Making Good Investments

Whether you are a first-time investor or an investment guru, mistakes happen. The key to avoiding mishaps is to keep on top of investment rules, tax codes and annual reports:-
  • Study. Read latest financial news, personal-finance Indian magazines, stock market eBooks, corporate and quarterly reports and the prospectuses for the financial products you are considering.
  • Develop goals and strategies to meet your goals to choose stocks and other investments. Ask for professional advice if you are uncomfortable investing on your own.
  • Diversify. Avoid putting large portions of your portfolio in single stock or industry so that you are not so affected by its ups and downs.

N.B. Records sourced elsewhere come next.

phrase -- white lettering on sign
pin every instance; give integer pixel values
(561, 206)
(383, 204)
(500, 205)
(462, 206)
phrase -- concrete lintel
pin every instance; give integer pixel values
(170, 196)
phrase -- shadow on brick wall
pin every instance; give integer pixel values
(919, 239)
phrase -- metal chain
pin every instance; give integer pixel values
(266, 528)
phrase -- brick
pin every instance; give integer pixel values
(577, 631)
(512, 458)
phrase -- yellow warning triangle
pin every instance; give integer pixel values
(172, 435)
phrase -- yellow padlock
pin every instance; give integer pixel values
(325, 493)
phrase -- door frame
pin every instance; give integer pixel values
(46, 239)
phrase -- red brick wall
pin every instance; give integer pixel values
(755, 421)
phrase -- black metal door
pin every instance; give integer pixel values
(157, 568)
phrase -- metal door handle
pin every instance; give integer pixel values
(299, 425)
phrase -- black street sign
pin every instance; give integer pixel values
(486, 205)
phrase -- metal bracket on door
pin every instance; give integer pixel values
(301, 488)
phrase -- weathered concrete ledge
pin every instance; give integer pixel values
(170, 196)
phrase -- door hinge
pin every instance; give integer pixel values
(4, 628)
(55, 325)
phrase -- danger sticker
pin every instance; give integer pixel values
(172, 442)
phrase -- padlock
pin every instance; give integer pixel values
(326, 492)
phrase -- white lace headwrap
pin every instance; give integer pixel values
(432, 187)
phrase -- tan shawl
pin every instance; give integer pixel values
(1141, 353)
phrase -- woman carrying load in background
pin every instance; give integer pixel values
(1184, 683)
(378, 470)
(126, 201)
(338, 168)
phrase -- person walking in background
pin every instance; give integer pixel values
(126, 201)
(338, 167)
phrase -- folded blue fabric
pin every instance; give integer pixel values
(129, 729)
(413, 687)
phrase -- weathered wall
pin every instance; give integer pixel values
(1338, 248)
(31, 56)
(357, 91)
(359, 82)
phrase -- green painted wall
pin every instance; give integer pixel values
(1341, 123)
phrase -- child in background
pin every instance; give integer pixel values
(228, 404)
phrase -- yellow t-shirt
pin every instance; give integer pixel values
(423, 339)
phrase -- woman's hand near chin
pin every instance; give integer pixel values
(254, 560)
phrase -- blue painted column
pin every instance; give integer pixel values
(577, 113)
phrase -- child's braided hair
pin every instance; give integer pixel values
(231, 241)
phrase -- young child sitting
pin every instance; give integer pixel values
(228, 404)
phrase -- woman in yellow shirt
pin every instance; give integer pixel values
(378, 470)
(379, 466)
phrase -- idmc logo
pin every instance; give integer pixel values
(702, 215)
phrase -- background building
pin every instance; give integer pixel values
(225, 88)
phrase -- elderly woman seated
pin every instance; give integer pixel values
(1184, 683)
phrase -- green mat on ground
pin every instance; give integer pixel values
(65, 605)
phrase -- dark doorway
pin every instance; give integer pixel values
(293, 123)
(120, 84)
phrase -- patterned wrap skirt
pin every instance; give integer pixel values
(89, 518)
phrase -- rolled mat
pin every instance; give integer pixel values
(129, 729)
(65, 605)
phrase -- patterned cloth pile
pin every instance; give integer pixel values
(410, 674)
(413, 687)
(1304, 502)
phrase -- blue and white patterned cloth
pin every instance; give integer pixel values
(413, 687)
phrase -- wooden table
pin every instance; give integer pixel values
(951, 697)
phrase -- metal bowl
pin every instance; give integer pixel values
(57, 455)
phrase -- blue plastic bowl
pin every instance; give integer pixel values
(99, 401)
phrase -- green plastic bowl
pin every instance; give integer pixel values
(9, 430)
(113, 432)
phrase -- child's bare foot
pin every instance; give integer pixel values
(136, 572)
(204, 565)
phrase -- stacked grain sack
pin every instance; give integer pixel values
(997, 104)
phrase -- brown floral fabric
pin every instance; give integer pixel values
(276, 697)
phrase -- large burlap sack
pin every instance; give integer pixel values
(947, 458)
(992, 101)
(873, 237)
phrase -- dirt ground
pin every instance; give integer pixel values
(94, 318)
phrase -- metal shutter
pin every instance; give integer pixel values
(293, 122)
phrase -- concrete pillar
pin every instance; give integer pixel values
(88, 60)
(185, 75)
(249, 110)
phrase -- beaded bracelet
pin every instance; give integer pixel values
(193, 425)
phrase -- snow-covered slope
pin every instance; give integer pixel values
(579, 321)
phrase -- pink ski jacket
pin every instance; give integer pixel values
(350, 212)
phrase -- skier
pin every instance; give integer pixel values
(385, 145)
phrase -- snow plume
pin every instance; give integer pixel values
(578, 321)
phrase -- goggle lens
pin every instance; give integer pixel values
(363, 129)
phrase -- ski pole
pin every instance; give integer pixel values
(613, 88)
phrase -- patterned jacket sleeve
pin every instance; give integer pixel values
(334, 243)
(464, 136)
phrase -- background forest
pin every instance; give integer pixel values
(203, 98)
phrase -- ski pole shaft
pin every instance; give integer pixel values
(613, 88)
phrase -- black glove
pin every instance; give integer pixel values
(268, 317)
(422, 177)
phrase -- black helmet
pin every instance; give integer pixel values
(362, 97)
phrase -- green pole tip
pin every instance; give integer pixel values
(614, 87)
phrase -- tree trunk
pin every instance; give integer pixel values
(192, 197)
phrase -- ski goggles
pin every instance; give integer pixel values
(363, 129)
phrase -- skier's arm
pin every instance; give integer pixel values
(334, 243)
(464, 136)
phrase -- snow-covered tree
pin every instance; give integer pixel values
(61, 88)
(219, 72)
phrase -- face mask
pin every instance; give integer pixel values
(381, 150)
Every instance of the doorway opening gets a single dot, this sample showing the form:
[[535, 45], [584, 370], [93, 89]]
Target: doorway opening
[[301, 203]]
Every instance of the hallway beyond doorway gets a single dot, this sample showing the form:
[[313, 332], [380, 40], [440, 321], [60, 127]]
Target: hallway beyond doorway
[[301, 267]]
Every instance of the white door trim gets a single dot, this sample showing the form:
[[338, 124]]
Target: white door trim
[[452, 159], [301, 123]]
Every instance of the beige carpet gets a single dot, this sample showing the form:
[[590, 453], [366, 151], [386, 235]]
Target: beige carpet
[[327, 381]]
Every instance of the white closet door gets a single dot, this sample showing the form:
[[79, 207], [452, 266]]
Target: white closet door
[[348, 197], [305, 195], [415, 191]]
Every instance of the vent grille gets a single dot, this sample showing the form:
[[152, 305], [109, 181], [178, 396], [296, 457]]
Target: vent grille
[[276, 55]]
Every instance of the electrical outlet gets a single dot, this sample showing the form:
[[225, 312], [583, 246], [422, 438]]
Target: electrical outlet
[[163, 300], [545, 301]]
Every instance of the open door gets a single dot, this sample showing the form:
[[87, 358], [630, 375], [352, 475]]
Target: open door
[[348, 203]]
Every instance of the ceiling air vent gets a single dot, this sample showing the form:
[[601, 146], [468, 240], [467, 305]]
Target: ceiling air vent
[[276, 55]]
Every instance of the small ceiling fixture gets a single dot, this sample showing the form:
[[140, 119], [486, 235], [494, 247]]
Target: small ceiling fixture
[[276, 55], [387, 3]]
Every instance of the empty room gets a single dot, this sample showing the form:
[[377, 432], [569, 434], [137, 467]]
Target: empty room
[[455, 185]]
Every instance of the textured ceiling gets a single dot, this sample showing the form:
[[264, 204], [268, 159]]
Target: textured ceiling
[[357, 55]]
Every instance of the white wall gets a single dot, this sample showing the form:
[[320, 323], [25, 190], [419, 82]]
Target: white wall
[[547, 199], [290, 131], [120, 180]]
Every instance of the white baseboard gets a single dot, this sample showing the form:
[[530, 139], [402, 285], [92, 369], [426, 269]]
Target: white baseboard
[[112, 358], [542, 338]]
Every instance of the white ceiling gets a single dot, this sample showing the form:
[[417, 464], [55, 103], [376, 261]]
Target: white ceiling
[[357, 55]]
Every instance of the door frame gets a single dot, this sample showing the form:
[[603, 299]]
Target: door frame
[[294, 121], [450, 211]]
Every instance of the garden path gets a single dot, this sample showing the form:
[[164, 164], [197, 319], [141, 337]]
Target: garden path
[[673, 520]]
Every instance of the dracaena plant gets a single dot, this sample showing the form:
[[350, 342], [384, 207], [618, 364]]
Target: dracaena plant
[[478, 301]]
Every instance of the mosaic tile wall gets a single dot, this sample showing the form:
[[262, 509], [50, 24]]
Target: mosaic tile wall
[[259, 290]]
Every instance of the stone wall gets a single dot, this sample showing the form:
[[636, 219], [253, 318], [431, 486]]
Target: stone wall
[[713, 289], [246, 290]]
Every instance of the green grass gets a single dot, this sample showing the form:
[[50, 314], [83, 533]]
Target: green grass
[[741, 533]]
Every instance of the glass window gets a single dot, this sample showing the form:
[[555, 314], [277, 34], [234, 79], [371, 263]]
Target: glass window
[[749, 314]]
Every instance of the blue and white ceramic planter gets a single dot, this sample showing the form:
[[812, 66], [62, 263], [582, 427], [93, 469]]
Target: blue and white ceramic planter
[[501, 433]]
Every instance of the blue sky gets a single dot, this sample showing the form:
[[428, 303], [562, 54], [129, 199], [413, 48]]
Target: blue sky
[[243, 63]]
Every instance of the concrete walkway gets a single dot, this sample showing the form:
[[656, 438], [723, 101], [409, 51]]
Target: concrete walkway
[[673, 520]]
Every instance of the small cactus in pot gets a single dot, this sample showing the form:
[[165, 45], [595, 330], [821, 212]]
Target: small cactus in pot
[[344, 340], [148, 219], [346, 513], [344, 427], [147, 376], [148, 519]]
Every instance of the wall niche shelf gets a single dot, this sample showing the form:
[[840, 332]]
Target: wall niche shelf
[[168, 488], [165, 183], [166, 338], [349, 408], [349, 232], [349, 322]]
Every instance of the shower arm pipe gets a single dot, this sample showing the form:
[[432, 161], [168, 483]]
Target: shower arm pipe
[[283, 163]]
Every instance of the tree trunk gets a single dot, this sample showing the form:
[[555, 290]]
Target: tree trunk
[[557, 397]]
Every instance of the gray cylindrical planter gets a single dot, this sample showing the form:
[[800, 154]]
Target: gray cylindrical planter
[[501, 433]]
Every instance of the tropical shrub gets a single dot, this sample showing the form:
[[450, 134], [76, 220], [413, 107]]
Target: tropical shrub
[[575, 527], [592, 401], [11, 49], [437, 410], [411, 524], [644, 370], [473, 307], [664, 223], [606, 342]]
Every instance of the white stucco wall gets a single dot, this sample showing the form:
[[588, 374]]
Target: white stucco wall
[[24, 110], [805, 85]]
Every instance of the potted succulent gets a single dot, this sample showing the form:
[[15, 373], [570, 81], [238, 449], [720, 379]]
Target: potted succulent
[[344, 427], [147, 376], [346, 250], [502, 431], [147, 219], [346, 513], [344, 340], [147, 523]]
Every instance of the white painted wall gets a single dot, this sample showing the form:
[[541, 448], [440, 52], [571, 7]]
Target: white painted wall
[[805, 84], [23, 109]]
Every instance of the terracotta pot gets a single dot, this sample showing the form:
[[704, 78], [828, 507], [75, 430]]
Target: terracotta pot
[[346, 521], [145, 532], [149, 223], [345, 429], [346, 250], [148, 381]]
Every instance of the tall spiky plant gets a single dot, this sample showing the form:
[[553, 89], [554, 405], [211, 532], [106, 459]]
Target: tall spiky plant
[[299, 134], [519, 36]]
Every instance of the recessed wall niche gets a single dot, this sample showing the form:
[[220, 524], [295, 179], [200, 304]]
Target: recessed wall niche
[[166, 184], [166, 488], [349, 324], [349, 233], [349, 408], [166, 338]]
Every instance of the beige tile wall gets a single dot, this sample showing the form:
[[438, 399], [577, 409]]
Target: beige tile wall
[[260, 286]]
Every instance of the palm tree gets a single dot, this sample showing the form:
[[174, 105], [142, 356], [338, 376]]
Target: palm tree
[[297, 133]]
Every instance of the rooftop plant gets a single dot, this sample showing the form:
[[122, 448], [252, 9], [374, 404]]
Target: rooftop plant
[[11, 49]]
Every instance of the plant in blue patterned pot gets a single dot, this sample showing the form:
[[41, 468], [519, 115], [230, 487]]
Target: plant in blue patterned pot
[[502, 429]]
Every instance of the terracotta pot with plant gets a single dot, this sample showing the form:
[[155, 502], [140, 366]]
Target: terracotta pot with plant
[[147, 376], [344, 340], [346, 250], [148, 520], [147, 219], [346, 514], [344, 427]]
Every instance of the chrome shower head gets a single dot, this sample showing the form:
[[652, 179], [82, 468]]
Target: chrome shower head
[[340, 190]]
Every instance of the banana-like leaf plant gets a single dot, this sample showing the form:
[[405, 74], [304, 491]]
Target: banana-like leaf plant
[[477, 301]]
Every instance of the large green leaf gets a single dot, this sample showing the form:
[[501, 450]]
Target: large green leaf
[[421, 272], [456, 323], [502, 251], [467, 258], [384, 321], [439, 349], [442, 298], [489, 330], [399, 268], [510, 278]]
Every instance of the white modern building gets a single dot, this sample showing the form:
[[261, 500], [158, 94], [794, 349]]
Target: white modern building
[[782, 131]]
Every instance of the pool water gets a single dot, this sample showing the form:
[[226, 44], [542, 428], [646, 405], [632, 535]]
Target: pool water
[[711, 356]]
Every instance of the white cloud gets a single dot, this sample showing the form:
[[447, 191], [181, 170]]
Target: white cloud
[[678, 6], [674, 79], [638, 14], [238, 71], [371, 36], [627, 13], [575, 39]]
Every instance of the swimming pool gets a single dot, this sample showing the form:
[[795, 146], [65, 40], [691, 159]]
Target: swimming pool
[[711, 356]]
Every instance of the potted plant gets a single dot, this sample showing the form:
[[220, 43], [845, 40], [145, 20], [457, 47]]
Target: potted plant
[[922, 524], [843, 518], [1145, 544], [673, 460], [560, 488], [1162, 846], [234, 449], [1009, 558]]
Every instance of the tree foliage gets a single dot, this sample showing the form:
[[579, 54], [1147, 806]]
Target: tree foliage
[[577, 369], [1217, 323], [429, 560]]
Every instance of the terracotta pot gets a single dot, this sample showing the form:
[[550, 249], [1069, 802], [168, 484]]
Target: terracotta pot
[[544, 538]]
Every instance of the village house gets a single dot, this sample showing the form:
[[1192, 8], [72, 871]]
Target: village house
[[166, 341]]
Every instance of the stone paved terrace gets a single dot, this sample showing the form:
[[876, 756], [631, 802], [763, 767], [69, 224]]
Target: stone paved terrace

  • Take advantage of tax benefits.
  • Buy stocks that you plan to keep for three to five years. Remember that "good" stocks at unrealistically high prices are a bad buy. Aim to buy at a low price, sell at a high price.
  • Invest in what you know and avoid buying stocks in unfamiliar industries and companies.
  • Shop for total value. That means learning to calculate key financial figures, such as price-earning ratios, so you can compare stocks.
  • If everyone is buying gold, variable annuities or some other investment, watch out.
  • Know when to fold. Your objective may be to hold a particular stock or mutual fund for three to five years, but if its track record looks like terminal descent, bail out.